Phosphorylated-vasodilator-stimulated phosphoprotein (P-VASP) is the established marker for physiological cyclic guanosine monophosphate (cGMP) signaling; this is because cGMP-dependent kinases primarily phosphorylate VASP.
Various systems can regulate cGMP signaling, which leads to vascular smooth muscle (VSM)relaxation in pulmonary arteries. In VSM cGMP activates type 1 and 2 PKGs. PKG activation promotes calcium-gated potassium channel openings causing relaxation and hyperpolarization. PKG also activates sarcoplasmic and endoplasmic calcium ATPase pump on the sarcoplasmic reticulum (SR), leading to calcium getting pumped into the SR. As calcium fills, SR extracellular calcium is low. The cumulation of these events means PKG signaling leads to decreased intracellular calcium, thus smooth muscle relaxation. PKG also inhibits Rho-kinase. Rho-kinase inhibits myosin light chain phosphatase. Thus, inhibiting Rho-kinase leads to VSM relaxation.
Based on this signaling model, different signaling nodes might lead to pulmonary hypertension the opposite of pulmonary relaxation. Free radicals can inhibit binding of NO to sGC preventing the production of cGMP, thus leading to PKG not causing relaxation. PDE5 can also degrade cGMP.
Drug targets for cGMP include GC stimulation and PDE inhibition, both of which increase intracellular levels of cGMP in targeted cells. sGC stimulators are being studied as a potential therapy to treat Pulmonary Hypertension, due to their ability to increase the synthesis of cGMP even in the absence of NO. Although better known for its ability to treat erectile dysfunction, PDE5 inhibitor sildenafil is being studied for cardioprotective effects. Elevation of myocardial cGMP is associated with improved pulmonary vascular tone and right ventricular function in diastolic heart failure.
Therapies targeting cGMP levels to address visceral pain have demonstrated promising results. In irritable bowel syndrome with constipation (IBS-C), abdominal pain and discomfort are a significant factor in patient quality of life. Guanylate cyclase agonists appear to reduce visceral pain through reduction of hypersensitivity of chronically stimulated nociceptors, by raising extracellular cGMP in the colon.

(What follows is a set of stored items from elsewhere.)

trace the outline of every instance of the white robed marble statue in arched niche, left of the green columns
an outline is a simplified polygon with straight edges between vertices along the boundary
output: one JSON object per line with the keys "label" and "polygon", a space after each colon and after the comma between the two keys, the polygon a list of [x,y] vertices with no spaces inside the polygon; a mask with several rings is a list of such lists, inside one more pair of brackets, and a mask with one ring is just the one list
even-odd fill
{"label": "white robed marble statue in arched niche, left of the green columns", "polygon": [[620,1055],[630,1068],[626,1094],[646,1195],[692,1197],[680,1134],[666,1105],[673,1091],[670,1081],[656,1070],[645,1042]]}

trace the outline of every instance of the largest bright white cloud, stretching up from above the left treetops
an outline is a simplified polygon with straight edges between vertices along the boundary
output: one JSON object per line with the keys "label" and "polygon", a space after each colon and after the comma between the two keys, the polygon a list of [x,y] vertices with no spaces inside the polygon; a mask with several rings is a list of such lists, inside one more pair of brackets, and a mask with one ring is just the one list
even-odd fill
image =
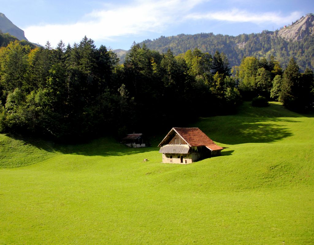
{"label": "largest bright white cloud, stretching up from above the left treetops", "polygon": [[60,39],[74,43],[84,35],[95,41],[112,40],[118,36],[161,32],[168,25],[183,19],[192,8],[205,0],[137,0],[129,5],[107,5],[106,9],[86,14],[73,24],[33,25],[24,29],[30,41],[55,46]]}

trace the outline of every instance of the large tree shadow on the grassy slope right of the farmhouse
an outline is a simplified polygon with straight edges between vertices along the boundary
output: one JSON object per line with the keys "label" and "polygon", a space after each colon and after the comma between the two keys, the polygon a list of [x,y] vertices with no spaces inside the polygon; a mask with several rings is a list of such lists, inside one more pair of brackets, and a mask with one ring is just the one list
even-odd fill
{"label": "large tree shadow on the grassy slope right of the farmhouse", "polygon": [[223,144],[272,143],[293,135],[289,124],[300,122],[296,118],[311,116],[291,112],[278,103],[253,107],[245,102],[238,114],[201,118],[197,126]]}

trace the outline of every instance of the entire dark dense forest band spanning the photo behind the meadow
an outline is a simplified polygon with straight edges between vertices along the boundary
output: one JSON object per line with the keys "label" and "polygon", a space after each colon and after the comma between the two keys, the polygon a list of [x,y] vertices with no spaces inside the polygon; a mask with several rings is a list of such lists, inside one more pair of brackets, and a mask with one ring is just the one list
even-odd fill
{"label": "entire dark dense forest band spanning the photo behind the meadow", "polygon": [[312,108],[313,72],[294,59],[282,71],[273,56],[244,57],[230,69],[222,52],[175,56],[134,43],[123,64],[86,36],[72,46],[0,48],[0,131],[53,139],[156,132],[199,116],[236,113],[241,99]]}

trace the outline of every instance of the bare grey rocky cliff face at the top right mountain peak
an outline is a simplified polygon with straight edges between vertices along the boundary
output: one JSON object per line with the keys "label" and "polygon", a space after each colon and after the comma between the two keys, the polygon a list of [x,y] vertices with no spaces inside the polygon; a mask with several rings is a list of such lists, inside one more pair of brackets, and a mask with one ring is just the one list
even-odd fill
{"label": "bare grey rocky cliff face at the top right mountain peak", "polygon": [[286,26],[277,32],[277,35],[286,40],[299,41],[305,35],[313,35],[314,33],[314,15],[307,14],[294,24]]}

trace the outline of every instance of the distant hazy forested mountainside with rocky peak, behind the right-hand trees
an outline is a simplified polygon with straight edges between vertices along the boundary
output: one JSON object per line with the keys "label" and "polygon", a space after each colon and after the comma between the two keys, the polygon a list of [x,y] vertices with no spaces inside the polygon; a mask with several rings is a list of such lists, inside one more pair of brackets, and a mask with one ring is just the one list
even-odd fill
{"label": "distant hazy forested mountainside with rocky peak, behind the right-hand trees", "polygon": [[149,49],[167,52],[170,48],[174,55],[198,48],[202,52],[214,54],[216,50],[224,52],[229,59],[230,66],[239,65],[245,56],[265,57],[273,55],[286,67],[291,58],[302,71],[306,67],[314,68],[314,16],[308,14],[296,22],[282,27],[280,30],[257,34],[241,34],[238,36],[214,35],[200,33],[195,35],[180,34],[176,36],[161,36],[156,40],[145,40]]}

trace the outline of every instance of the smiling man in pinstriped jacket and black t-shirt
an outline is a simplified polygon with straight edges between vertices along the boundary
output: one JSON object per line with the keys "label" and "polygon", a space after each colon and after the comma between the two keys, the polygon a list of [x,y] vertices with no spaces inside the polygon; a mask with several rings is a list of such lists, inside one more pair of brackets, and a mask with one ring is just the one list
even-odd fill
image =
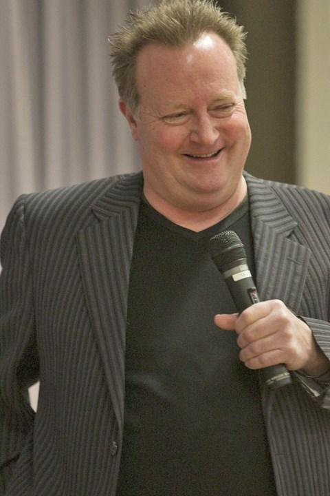
{"label": "smiling man in pinstriped jacket and black t-shirt", "polygon": [[[1,238],[5,495],[329,494],[330,198],[243,174],[244,33],[219,8],[162,1],[111,47],[142,173],[22,196]],[[239,316],[227,229],[263,300]]]}

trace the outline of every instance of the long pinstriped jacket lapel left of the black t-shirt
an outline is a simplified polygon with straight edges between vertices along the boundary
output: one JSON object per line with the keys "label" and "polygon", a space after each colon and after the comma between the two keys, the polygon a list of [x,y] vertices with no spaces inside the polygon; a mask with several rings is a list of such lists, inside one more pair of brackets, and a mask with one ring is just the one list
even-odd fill
{"label": "long pinstriped jacket lapel left of the black t-shirt", "polygon": [[78,236],[91,325],[100,347],[120,430],[124,417],[129,271],[141,192],[142,174],[118,180],[92,207],[98,220],[80,231]]}

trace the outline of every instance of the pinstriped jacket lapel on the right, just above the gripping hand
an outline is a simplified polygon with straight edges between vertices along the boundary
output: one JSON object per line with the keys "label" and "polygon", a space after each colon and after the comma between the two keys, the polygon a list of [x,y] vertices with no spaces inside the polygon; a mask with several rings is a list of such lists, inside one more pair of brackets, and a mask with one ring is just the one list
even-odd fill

Through activation of PKG1, targeting cGMP levels may be an effective treatment of kidney disease. PDE5 inhibitors have demonstrated improvement in kidney function, specifically respective to inhibition of renal fibrosis, countering thrombosis through regulation of platelet aggregation, and antitumorigenic properties via promoting apoptosis of tumor cells and inhibiting tumor cell survival signals.

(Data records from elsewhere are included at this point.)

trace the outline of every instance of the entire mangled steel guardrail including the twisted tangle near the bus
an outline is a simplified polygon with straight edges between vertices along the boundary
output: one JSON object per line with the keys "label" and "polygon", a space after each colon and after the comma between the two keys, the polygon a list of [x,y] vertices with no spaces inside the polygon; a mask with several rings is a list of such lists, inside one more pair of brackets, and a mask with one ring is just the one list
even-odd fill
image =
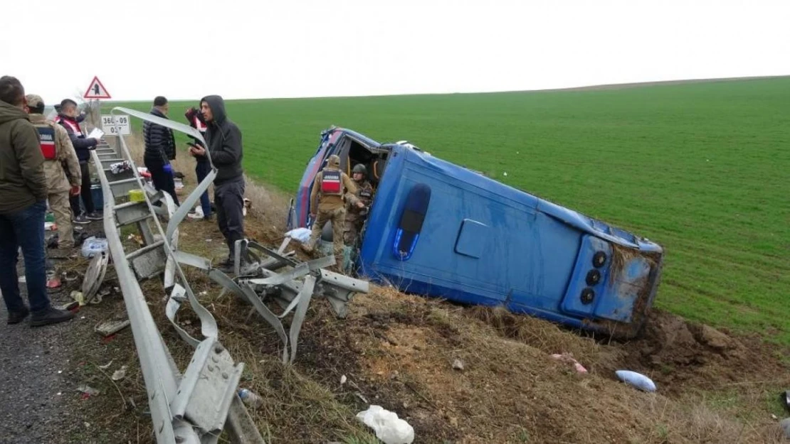
{"label": "entire mangled steel guardrail including the twisted tangle near the bus", "polygon": [[[116,112],[183,132],[207,146],[201,133],[190,126],[120,106],[111,111],[112,114]],[[228,431],[236,442],[263,442],[235,394],[243,363],[235,363],[220,343],[216,320],[195,297],[181,266],[205,271],[209,278],[222,285],[224,291],[229,290],[252,305],[250,314],[258,312],[273,326],[282,341],[285,364],[295,359],[299,331],[310,300],[326,297],[335,314],[344,317],[352,294],[367,293],[368,284],[324,270],[335,263],[333,255],[299,262],[293,257],[294,252],[285,252],[288,238],[276,251],[254,241],[237,241],[235,278],[213,268],[210,259],[179,250],[179,224],[213,182],[216,167],[209,156],[209,174],[182,205],[176,207],[169,194],[156,191],[145,183],[134,165],[126,141],[117,133],[117,146],[112,148],[103,144],[97,147],[92,151],[92,159],[105,196],[104,232],[134,334],[156,441],[212,444],[217,442],[227,420]],[[130,192],[134,190],[143,191],[142,200],[129,199]],[[162,226],[160,217],[167,220],[166,228]],[[127,253],[119,235],[121,226],[136,227],[144,245]],[[241,266],[241,255],[247,259],[244,267]],[[156,327],[138,283],[138,279],[159,274],[164,274],[164,289],[168,293],[167,319],[179,337],[195,349],[183,374]],[[276,315],[266,304],[269,300],[280,304],[284,311]],[[201,339],[194,338],[177,322],[179,309],[185,303],[198,315]],[[290,314],[293,317],[286,334],[282,321]]]}

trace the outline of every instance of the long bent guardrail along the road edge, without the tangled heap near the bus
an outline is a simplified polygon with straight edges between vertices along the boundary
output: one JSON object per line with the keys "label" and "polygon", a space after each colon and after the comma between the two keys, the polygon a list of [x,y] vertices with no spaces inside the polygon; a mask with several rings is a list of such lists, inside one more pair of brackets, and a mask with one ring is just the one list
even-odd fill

Although associated with many positive outcomes, increased cGMP levels may also have a cytotoxic effect in some instances. In models of retinal dystrophy, elevated cGMP levels correlate with accelerated retinal degeneration. Uncontrolled calcium influx through constitutively open CNG channels, coupled with overactivation of PKGI, may be partially responsible for retinal cell death.